Chief Justice of Afghanistan
- In office c. 1979 – 1990
- President: Nur Muhammad Taraki Babrak Karmal
- Succeeded by: Abdul Karim Shadan

Minister of Borders and Tribal Affairs
- In office 1978–1979
- President: Nur Muhammad Taraki Babrak Karmal

Personal details
- Born: 1933/34 Ghazni, Afghanistan
- Died: 2016 (aged 82–83) London, England
- Party: People's Democratic Party of Afghanistan (Parcham)
- Occupation: Jurist, politician

= Nizamuddin Tahzib =

Afghan jurist, politician (1933–2016)

Nizamuddin Tahzib (Note: نظام الدين تهذیب) (1933/34 2016) was an Afghan jurist, politician, and member of the People's Democratic Party of Afghanistan (PDPA) who served as the chief Justice of Afghanistan during the Democratic Republic of Afghanistan era. He also served as the minister of Borders and Tribal Affairs and minister of Information and Culture following the Saur Revolution and was associated with the Parcham faction of the PDPA.

== Biography ==
Tahzib was born in 1933/34
Ghazni, Afghanistan. He completing his higher education in sharia at Kabul University.

Prior to his appointment to the Supreme Court, he served in the provincial judicial administration. A classified report by the CIA suggest that he also served as the chief justice of Kunduz Province during the factional struggle between the Khalq and Parcham wings of the PDPA.

Following the reorganization of the Afghan judicial system in 1358 SH (1979–1980), the Presidency of the Supreme Court of the Ministry of Justice was re-established as an independent organ of the state under his leadership.

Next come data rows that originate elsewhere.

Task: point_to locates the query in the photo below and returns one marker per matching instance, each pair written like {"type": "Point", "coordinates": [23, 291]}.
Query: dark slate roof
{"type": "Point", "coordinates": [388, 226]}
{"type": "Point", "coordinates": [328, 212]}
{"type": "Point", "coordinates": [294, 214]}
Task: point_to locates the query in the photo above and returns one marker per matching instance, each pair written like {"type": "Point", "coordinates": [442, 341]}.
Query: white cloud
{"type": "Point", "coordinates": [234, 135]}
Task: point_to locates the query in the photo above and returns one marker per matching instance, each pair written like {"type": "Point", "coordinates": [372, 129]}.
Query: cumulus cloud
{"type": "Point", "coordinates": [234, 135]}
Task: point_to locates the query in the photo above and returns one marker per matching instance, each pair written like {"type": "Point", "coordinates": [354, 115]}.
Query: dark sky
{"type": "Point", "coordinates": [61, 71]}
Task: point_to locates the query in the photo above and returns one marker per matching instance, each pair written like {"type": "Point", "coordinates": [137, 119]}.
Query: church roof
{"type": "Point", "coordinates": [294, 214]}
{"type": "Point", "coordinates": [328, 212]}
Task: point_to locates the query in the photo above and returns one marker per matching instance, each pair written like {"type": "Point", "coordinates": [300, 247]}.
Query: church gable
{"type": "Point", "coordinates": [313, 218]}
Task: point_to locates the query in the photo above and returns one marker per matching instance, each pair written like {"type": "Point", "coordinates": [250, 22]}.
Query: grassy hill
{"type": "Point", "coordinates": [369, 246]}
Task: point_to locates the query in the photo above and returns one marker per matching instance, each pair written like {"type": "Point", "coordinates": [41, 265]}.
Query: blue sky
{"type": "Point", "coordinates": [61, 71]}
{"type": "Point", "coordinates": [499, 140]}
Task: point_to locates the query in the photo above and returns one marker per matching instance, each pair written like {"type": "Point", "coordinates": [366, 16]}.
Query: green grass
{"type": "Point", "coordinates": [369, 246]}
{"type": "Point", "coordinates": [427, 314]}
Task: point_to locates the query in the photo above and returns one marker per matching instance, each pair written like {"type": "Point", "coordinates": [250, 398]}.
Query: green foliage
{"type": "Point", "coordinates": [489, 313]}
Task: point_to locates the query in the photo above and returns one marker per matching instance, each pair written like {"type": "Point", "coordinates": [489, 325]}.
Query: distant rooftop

Following the Saur Revolution in April 1978, Tahzib became a member of the revolutionary government established by Nur Muhammad Taraki. Contemporary accounts suggest that he served as a minister responsible for Border and Tribal Affairs in the early PDPA cabinet.

In April 1980, he led the Afghan delegation to the International Conference for Peace and Security in Asia held in New Delhi as a member of the Central Committee of the People's Democratic Party of Afghanistan.

Tahzib remained politically associated with the Parcham faction. A chronology published in the Historical Dictionary of Afghanistan notes that he was removed from his position as chief justice in July 1990.

Following the Afghan Civil War in 1992, Tahzib was forced to leave Afghanistan and spent the last years of his life in London. He died in London in 2016.